Pour l’Église, la venue du Seigneur est une espérance journalière, tandis que pour les Juifs, certaines prophéties doivent s’accomplir avant l’arrivée de leur Messie en puissance pour régner sur eux.
Daniel voit maintenant deux autres personnages se tenant sur le bord du fleuve, outre l’homme vêtu de lin (chap. 10:4-6). « Jusques à quand la fin de ces merveilles ? » demande l’un d’eux, en d’autres termes, combien longtemps durera cette grande tribulation ? « Un temps… des temps… et une moitié de temps »… lui est-il répondu, c’est-à-dire trois ans et demi, ou la dernière moitié de la dernière des soixante-dix semaines.
Aucun doute ne nous est donc laissé quant au moment où elle se place, ni à sa signification relative aux Juifs (et point aux chrétiens), tombés si bas qu’ils accepteront le culte idolâtre de l’Antichrist, dans leur temple.
« Mon seigneur, quelle sera l’issue de ces choses ? » demande encore Daniel, mais le moment n’était pas venu pour de plus amples révélations. Nouveau contraste entre les saints de cette dispensation, quelque pieux qu’ils soient, comme un Daniel, et l’Église. Nous avons « l’onction de la part du Saint, et nous connaissons toutes choses » (1 Jean 2:20), dit l’apôtre même aux petits enfants en Christ. Les hommes pieux de l’Ancien Testament ne possédaient pas ce qui distingue les saints de notre dispensation, le Saint-Esprit habitant en eux.
Mais dans le temps à venir, « les sages comprendront ». Ces sages occupent donc une place importante. « Aucun des méchants ne comprendra », quel qu’ait été le degré d’intelligence naturelle, celle dont il est ici question étant morale et non pas simplement intellectuelle.
L’homme vêtu de lin avait annoncé que la tribulation durerait trois ans et demi, soit 1260 jours.
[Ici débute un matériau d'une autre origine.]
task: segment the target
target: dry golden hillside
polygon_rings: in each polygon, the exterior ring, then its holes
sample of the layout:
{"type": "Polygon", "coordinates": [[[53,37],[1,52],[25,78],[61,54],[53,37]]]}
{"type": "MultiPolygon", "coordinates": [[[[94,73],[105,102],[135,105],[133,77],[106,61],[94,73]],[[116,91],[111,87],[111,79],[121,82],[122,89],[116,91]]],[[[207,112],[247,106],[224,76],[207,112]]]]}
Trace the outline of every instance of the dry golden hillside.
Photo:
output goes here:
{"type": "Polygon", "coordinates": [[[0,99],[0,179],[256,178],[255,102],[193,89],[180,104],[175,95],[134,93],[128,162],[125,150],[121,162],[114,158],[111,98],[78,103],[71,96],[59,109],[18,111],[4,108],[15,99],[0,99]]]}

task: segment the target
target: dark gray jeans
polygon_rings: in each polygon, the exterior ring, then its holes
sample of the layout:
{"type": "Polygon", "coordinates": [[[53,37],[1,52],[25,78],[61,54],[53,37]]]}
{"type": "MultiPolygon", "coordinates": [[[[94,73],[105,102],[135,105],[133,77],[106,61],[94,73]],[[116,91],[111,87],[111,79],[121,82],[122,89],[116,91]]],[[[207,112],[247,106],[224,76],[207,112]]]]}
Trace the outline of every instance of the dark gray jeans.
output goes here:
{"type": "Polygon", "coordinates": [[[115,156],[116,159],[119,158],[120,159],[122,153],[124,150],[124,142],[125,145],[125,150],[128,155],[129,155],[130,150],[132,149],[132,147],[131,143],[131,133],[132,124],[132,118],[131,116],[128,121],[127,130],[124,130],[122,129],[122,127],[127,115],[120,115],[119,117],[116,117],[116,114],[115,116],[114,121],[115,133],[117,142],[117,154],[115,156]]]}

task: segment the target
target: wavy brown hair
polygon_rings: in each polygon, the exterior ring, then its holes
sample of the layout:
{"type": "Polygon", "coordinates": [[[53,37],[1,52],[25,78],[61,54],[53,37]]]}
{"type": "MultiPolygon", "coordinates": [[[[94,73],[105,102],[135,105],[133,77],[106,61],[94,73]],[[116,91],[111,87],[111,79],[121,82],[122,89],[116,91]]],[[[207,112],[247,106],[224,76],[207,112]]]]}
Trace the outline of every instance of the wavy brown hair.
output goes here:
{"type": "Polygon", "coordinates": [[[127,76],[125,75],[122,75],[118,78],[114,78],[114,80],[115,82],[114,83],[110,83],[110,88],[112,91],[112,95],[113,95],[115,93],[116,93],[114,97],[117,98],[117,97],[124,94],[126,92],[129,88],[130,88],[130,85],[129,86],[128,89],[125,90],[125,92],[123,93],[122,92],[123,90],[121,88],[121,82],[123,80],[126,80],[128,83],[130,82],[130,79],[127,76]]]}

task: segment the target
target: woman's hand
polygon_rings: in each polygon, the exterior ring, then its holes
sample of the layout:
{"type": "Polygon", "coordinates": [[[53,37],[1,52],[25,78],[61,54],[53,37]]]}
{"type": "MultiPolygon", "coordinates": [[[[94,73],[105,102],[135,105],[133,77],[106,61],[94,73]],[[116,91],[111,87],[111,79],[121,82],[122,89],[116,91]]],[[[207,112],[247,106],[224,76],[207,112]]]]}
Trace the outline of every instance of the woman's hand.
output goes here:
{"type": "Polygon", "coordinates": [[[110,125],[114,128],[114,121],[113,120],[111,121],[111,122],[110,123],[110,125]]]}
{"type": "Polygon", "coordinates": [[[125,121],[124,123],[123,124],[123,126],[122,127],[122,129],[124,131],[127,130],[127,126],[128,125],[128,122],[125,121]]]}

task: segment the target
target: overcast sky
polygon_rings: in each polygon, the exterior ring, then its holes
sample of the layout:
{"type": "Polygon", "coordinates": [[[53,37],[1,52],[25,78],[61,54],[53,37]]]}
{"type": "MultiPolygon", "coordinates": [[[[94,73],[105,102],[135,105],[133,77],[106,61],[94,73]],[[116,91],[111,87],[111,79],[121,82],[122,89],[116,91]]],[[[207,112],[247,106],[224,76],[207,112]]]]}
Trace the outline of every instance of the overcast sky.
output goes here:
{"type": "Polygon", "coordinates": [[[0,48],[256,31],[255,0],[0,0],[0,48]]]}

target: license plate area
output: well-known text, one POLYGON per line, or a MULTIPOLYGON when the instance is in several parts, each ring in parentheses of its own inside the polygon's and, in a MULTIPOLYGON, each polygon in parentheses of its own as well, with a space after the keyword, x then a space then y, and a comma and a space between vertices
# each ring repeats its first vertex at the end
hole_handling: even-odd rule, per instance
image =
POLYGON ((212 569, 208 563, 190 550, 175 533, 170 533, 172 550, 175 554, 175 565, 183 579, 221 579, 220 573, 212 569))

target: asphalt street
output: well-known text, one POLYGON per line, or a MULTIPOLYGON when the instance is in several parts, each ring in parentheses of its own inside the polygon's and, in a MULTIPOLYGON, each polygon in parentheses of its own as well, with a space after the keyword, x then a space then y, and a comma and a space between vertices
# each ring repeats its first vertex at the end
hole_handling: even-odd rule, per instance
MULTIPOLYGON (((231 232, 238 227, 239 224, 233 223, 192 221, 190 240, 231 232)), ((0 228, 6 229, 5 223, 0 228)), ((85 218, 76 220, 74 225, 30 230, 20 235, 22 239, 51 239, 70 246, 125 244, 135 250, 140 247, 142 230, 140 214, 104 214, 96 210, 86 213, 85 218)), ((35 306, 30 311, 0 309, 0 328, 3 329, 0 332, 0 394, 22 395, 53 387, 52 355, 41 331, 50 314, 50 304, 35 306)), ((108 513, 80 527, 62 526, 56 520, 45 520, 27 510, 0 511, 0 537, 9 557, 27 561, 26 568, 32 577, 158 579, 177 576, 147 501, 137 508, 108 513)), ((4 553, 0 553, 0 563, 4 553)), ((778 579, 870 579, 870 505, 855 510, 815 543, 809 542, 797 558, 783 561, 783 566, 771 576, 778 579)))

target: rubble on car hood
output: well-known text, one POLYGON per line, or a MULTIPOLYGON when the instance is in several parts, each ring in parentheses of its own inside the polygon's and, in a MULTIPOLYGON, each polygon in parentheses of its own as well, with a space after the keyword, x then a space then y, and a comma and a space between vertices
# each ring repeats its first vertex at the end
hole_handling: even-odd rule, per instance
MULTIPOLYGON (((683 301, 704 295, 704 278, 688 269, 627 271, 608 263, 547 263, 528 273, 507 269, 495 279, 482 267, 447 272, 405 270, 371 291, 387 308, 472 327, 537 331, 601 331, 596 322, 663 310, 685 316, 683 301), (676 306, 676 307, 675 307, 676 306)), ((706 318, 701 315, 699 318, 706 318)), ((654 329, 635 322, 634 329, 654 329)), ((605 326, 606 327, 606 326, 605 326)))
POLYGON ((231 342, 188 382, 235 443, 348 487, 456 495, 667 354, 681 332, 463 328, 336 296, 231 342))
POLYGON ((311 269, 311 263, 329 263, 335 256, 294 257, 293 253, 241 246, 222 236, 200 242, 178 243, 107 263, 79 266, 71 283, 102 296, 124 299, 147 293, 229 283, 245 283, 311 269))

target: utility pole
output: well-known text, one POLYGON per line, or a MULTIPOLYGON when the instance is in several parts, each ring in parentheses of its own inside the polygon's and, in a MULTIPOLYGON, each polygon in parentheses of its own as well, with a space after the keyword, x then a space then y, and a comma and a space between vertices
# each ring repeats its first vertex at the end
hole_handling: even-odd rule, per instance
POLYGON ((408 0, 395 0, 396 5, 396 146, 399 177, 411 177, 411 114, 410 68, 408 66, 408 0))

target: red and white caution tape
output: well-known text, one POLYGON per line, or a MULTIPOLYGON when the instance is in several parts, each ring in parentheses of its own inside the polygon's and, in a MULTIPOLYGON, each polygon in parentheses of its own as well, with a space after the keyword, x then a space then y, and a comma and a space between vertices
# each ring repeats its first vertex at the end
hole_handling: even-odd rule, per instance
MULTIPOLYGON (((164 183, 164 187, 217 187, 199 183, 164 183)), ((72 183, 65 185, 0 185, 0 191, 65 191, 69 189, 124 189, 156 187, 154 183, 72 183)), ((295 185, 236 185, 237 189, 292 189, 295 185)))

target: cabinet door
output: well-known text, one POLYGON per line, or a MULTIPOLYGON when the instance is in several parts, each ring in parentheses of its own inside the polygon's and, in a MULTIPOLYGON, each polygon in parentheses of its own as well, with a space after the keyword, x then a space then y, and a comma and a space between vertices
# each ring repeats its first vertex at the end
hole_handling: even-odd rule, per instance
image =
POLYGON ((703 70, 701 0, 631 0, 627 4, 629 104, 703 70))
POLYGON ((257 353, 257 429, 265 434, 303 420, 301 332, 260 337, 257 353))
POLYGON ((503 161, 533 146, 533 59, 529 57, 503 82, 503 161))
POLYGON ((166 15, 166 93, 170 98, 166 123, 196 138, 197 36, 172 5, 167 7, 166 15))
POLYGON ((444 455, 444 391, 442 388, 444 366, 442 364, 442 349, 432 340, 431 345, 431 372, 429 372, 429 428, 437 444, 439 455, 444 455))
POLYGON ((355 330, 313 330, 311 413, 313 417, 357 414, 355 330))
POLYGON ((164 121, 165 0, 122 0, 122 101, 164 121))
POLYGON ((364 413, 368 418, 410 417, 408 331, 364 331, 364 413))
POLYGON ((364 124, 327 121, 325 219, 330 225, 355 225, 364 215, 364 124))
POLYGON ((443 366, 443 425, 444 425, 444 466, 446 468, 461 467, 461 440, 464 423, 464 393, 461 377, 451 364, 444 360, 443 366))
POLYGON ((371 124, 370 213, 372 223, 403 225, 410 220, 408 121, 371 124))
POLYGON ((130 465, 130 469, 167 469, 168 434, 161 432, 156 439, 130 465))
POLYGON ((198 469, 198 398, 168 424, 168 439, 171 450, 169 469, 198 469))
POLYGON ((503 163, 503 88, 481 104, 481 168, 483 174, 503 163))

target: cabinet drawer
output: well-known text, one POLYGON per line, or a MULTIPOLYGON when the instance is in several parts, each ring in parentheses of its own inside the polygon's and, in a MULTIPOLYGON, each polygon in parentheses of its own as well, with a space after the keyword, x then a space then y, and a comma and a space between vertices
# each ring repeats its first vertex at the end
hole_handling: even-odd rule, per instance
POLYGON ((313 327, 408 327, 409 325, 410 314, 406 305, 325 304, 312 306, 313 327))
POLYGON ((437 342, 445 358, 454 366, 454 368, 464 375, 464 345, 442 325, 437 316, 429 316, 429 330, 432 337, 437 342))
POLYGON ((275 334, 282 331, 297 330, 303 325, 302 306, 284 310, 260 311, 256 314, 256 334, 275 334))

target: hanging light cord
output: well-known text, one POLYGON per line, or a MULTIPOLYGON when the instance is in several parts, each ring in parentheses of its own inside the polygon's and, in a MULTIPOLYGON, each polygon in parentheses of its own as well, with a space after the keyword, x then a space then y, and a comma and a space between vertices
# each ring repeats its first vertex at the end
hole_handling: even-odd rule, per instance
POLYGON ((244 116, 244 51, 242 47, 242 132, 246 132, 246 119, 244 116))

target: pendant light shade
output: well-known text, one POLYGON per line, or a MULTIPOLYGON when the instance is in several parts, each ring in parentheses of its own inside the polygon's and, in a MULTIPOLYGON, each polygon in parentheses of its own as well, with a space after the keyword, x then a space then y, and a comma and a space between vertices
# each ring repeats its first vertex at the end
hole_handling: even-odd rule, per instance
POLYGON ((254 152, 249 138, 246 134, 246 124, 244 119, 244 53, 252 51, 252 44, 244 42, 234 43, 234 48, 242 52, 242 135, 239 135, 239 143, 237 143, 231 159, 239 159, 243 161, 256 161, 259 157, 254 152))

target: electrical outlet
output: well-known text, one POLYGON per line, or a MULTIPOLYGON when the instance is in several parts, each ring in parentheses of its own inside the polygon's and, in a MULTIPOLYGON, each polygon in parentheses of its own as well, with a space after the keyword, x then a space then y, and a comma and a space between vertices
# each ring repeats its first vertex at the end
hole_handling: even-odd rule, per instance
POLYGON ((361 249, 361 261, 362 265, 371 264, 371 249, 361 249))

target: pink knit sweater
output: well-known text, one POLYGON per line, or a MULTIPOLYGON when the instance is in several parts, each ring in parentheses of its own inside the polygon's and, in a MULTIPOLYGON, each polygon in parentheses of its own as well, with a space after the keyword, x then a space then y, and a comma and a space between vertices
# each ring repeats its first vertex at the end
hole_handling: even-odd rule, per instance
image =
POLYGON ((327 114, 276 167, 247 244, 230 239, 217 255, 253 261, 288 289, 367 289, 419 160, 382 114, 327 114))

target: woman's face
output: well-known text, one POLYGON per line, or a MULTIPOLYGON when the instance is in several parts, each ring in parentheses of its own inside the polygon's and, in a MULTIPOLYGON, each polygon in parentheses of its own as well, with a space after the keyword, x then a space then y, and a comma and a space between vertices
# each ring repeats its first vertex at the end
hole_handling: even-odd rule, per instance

Mais plus loin, nous trouvons la mention de deux autres nombres, 1290 et 1335 jours. À quoi ces nombres se rapportent-ils ? Avant tout, il s’agit de comprendre que ces calculs se rapportent au temps qui suivra l’enlèvement de l’Église, autrement la porte est ouverte à toutes les spéculations mensongères ayant pour but de fixer une date au retour du Seigneur pour ses saints.
Le verset 11 indique clairement quel est le point de départ de ce calcul : « Depuis le temps où le sacrifice continuel sera ôté et où l’abomination qui désole sera placée ». Quand sera-ce ? Cela n’a aucun rapport avec les Turcs, ou avec le fléau de l’Islamisme ; il s’agit du sujet traité au chapitre 9:27, la rupture de l’alliance future entre le chef de l’empire Romain et les Juifs, et l’idolâtrie de l’Antichrist établie dans le temple de Jérusalem. La tribulation, châtiment terrible de cette idolâtrie, envoyée de Dieu sur les Juifs, doit durer trois ans et demi ou mille deux cent soixante jours, mais la bénédiction finale d’Israël ne suit pas immédiatement. L’Antichrist sans doute sera détruit, mais il laissera sur la scène d’autres puissances impies, le roi du Nord, Gog et Magog, (Ézéchiel 38 ; 39) et d’autres encore de moindre importance, dont le jugement doit encore s’accomplir. Cela exigera un certain temps, sans doute de peu de durée, car l’Écriture nous indique clairement la fin du roi du Nord comme suivant la destruction de l’Antichrist, qui se produit à l’apparition du Seigneur, tandis que l’Assyrien revient d’Égypte après l’apparition de Christ en Sion. Le châtiment de Gog et Magog est même postérieur à cet événement. Nous ne voulons pas dire que les 1290 et les 1335 jours se rapportent en particulier à ces deux puissances, mais nous en avons dit assez pour suggérer la raison de cette prolongation de jours. La bénédiction complète vient après les 1335 jours.
On a souvent observé que Daniel ne s’étend pas sur la période millénaire, sa prophétie se bornant « au temps des nations ». Il reçoit néanmoins l’assurance qu’il se tiendra dans son lot à la fin des jours. Il ne sera pas absent du déploiement de cette scène glorieuse.
De meilleures choses sont en réserve pour nous, mais ne doivent point diminuer notre appréciation des promesses faites aux pères qui, les ayant vues de loin seulement, se sont néanmoins mis en route avec joie pour atteindre une meilleure patrie et cette cité qui a des fondements dont Dieu est l’architecte et le fondateur.
Avec de plus grands privilèges et des bénédictions d’un ordre plus élevé, ne témoignons-nous pas souvent d’un cœur plus froid et d’un esprit moins zélé que le leur ?
Seigneur, remplis-nous du saint désir dont fut animé jadis ton peuple, qui goûtait ton amour et dont le cœur brûlait pour toi, en attendant patiemment de voir ta face !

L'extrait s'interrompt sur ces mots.